Mauricio Sebastián ha irrumpido en la escena local, como quien selecciona cuidadosamente las piezas secretas de su propio collage oriental, que a simple vista pareciera un jardín lleno de flores de loto, pero que, con algo de paciencia y contexto, adquiere la forma fluvial de un mapa geográfico, iluminando rascacielos encogidos o islas salvavidas; publicando así, su primera novela titulada, Minako Honda "London boy meets Tokyo girl", donde recrea en base a planos fotográficos, ese amor lozano-primaveral, entre el arriesgado Harry y la cantante juvenil más famosa de su tiempo.
El lenguaje que emplea, se demuestra mesurado y sencillo, evitando los aspavientos de quiebre exagerado o la necesidad para detenerse en detalles que aglomeren el fondo esencial de la novela. El éxtasis, la fiebre, un viaje, nuevos sabores, videojuegos, Disney, cerezos sin límites de velocidad. Todo está aquí, mezclado sincrónicamente y expuesto ante dos desconocidos, quienes rozarán el cálido aliento de la entrega, arrancando más de una sonrisa por lo bajo, frente al tiempo y espacio que les ha tocado presenciar.  
Era admirable, Minako tenía la capacidad de burlar hasta mis más autodestructivas inseguridades. (p. 56)
Porque Minako Honda, sí existió, sus canciones continúan siendo reproducidas e interpretadas hasta la fecha. Testigo de esto, son las fotografías de ella, fácilmente hallables en las redes. Homenajes, documentales, testimonios y cientos de fans que jamás podrían ni se atreven a olvidarla. La intérprete de “Help”, seguirá siendo parte de una tradición bastante arraigada en mantener vivo su linaje constructivo.
Lo que hace Mauricio Sebastián, es tomar parte de esa realidad y emplear los matices insaciables de la ficción, llevando a cabo aquel hilo conductor, tantas veces indomable pero vital, que empieza por cuestionarnos, cuál será la tecla siguiente a presionar. Declarando que, detrás del presente trabajo, hay evidencia de toda clase de investigaciones, recolección de datos, metáforas algo recurrentes pero válidas si se usan adecuadamente, citas, parafraseos, etc. Esto a su vez, nutre de manera beneficiosa los caracteres desarrollados para darnos una idea más acertada y poder argumentar mejor la época reflejada.

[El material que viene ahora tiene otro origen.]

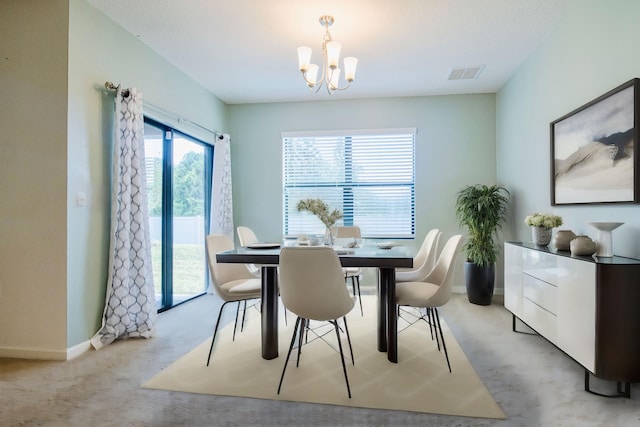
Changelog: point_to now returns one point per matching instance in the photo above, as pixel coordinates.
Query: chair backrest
(427, 254)
(246, 236)
(312, 283)
(443, 272)
(222, 273)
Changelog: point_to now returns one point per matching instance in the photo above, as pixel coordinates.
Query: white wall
(593, 50)
(455, 146)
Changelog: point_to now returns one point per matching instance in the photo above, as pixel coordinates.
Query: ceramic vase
(583, 246)
(541, 236)
(562, 239)
(328, 237)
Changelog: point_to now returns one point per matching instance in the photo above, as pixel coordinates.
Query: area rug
(419, 382)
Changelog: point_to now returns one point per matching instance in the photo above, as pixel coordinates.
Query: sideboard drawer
(542, 293)
(541, 266)
(544, 322)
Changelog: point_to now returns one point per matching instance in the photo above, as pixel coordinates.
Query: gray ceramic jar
(562, 239)
(583, 246)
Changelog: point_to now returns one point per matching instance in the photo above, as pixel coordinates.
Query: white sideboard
(588, 307)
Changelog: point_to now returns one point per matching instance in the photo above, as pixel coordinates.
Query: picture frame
(593, 150)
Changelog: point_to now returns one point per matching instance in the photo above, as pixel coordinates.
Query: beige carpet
(420, 382)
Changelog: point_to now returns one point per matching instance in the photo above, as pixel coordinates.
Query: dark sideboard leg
(620, 392)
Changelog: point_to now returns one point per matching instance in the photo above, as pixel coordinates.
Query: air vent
(466, 73)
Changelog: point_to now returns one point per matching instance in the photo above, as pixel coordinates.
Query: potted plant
(482, 210)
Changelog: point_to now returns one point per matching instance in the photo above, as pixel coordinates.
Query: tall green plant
(482, 210)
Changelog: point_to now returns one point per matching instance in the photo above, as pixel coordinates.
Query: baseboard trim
(44, 353)
(463, 290)
(78, 349)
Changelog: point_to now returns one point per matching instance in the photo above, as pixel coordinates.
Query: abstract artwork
(593, 156)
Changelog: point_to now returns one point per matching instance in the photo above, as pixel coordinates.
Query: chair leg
(304, 326)
(235, 325)
(433, 324)
(435, 310)
(344, 366)
(293, 340)
(346, 329)
(357, 279)
(244, 314)
(215, 331)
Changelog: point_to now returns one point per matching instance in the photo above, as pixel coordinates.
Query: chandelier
(330, 60)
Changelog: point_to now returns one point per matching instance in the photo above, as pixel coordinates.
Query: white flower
(543, 220)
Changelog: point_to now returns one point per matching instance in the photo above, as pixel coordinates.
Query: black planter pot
(480, 282)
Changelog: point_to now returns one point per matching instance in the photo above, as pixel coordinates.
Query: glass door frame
(167, 256)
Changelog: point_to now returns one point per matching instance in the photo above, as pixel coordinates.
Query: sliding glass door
(179, 183)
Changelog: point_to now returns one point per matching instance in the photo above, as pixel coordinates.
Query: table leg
(269, 312)
(388, 281)
(382, 313)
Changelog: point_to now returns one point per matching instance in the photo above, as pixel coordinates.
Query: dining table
(385, 259)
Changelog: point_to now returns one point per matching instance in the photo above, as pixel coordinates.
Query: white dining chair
(232, 282)
(423, 261)
(434, 290)
(312, 287)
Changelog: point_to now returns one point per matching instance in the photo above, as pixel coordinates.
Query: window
(369, 175)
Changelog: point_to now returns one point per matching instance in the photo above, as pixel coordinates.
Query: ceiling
(244, 51)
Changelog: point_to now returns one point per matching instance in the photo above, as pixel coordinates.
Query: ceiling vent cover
(466, 73)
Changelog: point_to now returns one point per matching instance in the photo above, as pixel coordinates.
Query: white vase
(328, 237)
(541, 236)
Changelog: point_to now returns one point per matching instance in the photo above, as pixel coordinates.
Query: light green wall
(33, 149)
(56, 142)
(455, 146)
(100, 51)
(593, 50)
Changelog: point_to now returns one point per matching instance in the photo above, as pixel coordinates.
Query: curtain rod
(180, 119)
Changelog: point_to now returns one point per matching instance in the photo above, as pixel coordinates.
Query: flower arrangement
(547, 221)
(321, 210)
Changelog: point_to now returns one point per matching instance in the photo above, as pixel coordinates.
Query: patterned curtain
(130, 307)
(221, 201)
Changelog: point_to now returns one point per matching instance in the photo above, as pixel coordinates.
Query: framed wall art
(593, 154)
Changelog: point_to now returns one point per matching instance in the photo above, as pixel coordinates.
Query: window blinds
(368, 175)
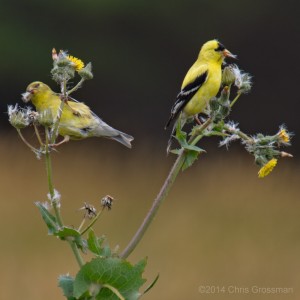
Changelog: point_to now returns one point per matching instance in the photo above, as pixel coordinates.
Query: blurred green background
(220, 226)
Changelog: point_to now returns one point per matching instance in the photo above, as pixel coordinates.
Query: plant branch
(156, 205)
(50, 181)
(93, 222)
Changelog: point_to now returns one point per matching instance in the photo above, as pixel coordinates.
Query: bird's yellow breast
(70, 122)
(208, 90)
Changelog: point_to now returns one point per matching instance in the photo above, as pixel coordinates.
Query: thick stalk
(156, 204)
(163, 192)
(54, 203)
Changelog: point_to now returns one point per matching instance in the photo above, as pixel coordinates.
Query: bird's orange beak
(227, 53)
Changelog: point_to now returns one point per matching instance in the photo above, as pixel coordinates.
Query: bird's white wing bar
(185, 95)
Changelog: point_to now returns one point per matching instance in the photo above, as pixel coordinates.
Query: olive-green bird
(77, 120)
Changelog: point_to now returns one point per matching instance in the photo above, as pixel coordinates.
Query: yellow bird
(201, 83)
(77, 120)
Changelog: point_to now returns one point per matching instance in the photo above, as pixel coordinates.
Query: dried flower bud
(86, 73)
(214, 104)
(18, 118)
(90, 210)
(54, 54)
(45, 118)
(107, 201)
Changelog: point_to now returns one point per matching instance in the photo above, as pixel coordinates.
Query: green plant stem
(54, 203)
(197, 134)
(114, 290)
(235, 99)
(25, 142)
(156, 205)
(50, 181)
(54, 131)
(76, 252)
(93, 222)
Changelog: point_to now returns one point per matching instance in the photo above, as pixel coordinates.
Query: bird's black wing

Minako recogió una de las hojas de cerezo, la miró un tiempo acurrucada en su palma y me la ofreció con suma delicadeza. -Toma, guárdala. Piensa en ella como un recuerdo de tu paseo por Japón y como un recordatorio de lo mucho que te falta recorrer. (p.62)
La pregunta a destacar sería: si acaso se ha hecho algo así antes, entre las voces regionales y/o nacionales de estos últimos años. Bien es cierto que, el apego a la cultura japonesa va teniendo cada vez mayor acogida. Animes, mangas, series, películas, ferias otaku, convenciones y todo lo que guarde relación con esto, se ha vuelto tan adictivo, llegando a tal punto de no solo despierta un interés pasajero, sino más bien, la necesidad para investigar ese subjetivismo existencial de los nipones.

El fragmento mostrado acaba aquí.